Making a Healthy Recipe

As a mom, you are concerned about the nutrition your children get. You try to cook meals to your family that you think are healthy, but are you really sure that what you are serving is indeed nutritious? There are important factors that you need to look for when researching for recipes to make sure that you are providing the best for your family.

Healthy ingredients

The only way to assure yourself that you are preparing healthy dishes is to cook it from scratch using whole fresh or frozen fruits and vegetables, lean meats, healthy oils, whole grains, and the likes. Avoid buying frozen dinners or microwaveable snacks because you are most of the time they are laden with preservatives and artificial flavorings.

Leaving out unhealthy ingredients

In the process of buying healthy ingredients to make nutritious and delicious dishes, you should also ditch using unhealthy ingredients in your cooking. These include sugar, processed foods (such as hot dogs, hams, and sausages), liquids containing corn syrup, and products made with refined white flour. However, some dishes can be tricky when it comes to evaluating its "healthiness."
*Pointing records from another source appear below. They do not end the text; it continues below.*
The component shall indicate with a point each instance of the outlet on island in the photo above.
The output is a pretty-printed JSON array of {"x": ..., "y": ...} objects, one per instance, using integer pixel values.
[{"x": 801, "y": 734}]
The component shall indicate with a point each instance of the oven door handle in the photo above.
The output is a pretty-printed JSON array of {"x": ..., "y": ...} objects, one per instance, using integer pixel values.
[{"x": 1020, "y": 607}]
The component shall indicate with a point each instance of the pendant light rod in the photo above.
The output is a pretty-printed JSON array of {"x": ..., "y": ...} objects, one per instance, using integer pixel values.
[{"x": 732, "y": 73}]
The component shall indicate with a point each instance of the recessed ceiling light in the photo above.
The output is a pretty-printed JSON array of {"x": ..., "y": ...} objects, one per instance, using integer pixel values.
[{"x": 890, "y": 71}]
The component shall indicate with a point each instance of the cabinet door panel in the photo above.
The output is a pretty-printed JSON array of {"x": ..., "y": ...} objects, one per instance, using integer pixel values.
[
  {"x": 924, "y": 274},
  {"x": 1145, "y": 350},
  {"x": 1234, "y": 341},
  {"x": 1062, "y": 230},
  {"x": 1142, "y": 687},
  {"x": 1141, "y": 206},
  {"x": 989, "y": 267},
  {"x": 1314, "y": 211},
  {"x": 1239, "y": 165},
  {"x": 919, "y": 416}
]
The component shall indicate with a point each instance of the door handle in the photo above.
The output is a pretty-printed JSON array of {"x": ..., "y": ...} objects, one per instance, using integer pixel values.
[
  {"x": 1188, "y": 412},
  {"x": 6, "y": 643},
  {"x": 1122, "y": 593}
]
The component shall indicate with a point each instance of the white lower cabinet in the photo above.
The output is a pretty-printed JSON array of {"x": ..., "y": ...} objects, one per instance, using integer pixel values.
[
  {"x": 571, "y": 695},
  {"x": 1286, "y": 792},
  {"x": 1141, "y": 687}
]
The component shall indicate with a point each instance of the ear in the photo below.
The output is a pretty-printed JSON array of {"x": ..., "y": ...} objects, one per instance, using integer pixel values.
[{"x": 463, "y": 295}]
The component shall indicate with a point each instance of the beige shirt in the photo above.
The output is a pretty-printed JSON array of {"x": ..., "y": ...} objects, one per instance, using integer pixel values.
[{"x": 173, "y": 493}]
An example of which is spaghetti and meatballs that have very healthy spaghetti sauce made of lycopene-rich tomatoes but also has that pasta made of refined white flour and meatballs that may have a lot of saturated fat.

To deal with this, replace the pasta with whole wheat spaghetti and use turkey meat instead of beef in making meatballs. You could also try decreasing serving portions or "counteracting" the unhealthy ingredients by adding a big serving of vegetable salad as a side dish.

Cooking methods

How you cook a dish is also very important. You may think preparing a salad is healthy because of the fresh vegetables, but you may have also included deep-fried croutons. Frying food deep in a pot of oil can be considered as the least healthy of all cooking methods, especially if the oil is used more than once.
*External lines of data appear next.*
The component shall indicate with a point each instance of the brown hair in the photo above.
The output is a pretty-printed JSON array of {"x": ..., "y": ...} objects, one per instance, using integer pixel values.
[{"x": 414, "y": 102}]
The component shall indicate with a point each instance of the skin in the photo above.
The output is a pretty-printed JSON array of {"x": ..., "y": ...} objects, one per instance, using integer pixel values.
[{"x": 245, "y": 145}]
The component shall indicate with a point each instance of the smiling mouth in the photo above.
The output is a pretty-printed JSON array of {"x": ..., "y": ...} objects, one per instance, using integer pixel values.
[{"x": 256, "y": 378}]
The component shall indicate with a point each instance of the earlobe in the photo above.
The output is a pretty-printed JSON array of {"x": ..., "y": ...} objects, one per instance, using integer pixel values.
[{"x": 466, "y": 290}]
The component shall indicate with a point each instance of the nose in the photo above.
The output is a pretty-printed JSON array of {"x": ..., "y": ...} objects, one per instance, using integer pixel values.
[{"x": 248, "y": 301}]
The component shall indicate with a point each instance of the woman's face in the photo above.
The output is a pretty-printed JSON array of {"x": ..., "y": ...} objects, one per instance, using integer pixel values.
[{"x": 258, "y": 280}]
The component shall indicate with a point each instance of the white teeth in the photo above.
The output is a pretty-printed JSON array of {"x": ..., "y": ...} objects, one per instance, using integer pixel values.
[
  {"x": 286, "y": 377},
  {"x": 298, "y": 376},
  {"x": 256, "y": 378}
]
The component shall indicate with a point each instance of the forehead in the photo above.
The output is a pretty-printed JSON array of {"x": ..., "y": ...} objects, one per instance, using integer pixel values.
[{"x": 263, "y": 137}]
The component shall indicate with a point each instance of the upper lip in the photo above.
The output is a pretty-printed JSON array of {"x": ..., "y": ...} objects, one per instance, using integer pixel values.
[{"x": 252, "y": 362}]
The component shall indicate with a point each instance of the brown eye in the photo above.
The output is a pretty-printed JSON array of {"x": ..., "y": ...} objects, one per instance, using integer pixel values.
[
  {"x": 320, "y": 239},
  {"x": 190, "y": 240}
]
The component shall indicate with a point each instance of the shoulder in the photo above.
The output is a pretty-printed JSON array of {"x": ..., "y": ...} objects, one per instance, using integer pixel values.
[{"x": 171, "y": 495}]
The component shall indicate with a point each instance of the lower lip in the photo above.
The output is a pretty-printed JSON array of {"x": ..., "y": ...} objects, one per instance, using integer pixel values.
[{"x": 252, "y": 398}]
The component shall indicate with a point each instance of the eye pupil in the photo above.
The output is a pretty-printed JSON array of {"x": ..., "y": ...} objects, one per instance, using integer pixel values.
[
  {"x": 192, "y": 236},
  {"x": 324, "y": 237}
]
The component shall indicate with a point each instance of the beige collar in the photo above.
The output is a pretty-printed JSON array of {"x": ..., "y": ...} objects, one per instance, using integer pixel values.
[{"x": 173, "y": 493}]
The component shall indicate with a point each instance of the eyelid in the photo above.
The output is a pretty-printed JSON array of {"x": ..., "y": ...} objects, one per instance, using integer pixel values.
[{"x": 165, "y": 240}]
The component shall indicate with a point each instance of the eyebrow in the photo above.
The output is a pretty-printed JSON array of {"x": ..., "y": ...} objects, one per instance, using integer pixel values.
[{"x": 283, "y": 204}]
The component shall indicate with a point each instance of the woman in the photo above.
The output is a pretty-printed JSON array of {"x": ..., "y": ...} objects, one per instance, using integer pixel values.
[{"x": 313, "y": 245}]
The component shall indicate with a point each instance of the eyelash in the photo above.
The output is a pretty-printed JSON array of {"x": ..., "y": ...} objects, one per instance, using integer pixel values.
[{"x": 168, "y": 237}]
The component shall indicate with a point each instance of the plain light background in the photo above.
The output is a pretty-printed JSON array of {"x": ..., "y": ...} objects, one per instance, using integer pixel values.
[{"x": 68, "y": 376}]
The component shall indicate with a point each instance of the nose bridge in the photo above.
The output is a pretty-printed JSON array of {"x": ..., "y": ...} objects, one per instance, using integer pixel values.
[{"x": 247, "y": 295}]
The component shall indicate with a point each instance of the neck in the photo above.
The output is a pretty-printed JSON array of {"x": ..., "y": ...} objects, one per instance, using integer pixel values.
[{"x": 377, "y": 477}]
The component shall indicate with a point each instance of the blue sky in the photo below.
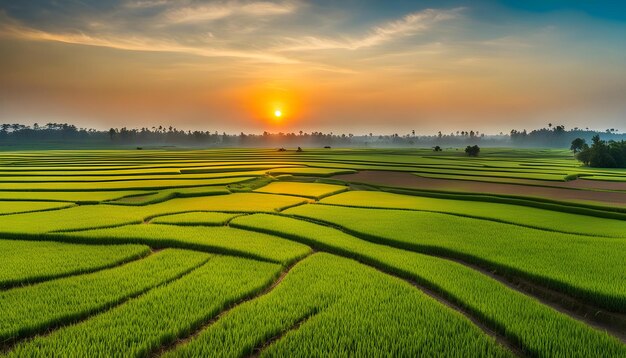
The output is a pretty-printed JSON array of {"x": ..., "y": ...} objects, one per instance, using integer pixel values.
[{"x": 356, "y": 66}]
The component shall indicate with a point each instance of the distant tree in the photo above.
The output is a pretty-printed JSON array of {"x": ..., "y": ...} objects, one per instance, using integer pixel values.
[
  {"x": 112, "y": 133},
  {"x": 472, "y": 151},
  {"x": 604, "y": 155},
  {"x": 578, "y": 145}
]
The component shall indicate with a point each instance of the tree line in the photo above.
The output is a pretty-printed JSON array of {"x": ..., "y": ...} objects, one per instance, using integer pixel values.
[
  {"x": 601, "y": 153},
  {"x": 69, "y": 135}
]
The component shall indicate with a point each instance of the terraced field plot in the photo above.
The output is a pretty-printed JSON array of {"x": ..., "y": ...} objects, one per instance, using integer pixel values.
[{"x": 241, "y": 252}]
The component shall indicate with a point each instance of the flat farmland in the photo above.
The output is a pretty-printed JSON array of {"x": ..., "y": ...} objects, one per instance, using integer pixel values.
[{"x": 324, "y": 252}]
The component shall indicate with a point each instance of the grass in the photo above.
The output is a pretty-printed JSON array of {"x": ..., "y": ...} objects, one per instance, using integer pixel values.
[
  {"x": 68, "y": 196},
  {"x": 16, "y": 207},
  {"x": 26, "y": 262},
  {"x": 144, "y": 324},
  {"x": 195, "y": 219},
  {"x": 91, "y": 289},
  {"x": 516, "y": 214},
  {"x": 155, "y": 184},
  {"x": 33, "y": 309},
  {"x": 168, "y": 194},
  {"x": 211, "y": 239},
  {"x": 339, "y": 305},
  {"x": 308, "y": 190},
  {"x": 536, "y": 328},
  {"x": 557, "y": 260},
  {"x": 321, "y": 172},
  {"x": 99, "y": 216}
]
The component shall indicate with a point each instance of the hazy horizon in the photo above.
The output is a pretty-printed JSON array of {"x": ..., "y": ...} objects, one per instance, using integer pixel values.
[{"x": 348, "y": 67}]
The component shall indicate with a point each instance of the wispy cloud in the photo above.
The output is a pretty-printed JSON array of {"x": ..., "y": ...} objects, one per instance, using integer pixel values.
[
  {"x": 407, "y": 26},
  {"x": 136, "y": 43},
  {"x": 159, "y": 31},
  {"x": 209, "y": 12}
]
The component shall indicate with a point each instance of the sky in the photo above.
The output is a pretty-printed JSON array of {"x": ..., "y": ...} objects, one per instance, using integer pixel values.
[{"x": 333, "y": 66}]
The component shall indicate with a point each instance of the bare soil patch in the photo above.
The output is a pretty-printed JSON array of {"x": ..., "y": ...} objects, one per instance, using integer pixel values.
[{"x": 567, "y": 191}]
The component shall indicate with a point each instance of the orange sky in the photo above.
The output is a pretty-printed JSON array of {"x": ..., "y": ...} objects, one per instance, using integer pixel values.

Pan frying may be a little okay, but cooking your food on top of a lot of oil could be a problem, especially if the food is wrapped in a batter that would absorb more oil as it cooks. Meanwhile, boiling may not add unnecessary calories to your food, but you will lose important nutrients if you drain the water off.

Among the healthy cooking methods include roasting in an oven, baking foods that are usually fried (like potato chips and french fries), steaming, stir frying, and even microwaving. If you are still insistent on frying food, choose healthier oils like olive, canola, and even corn.

Also, how you prepare foods matters as well. For instance, it is better to cook potatoes with its skin unpeeled because it keeps the crop’s vitamin C and fiber contents.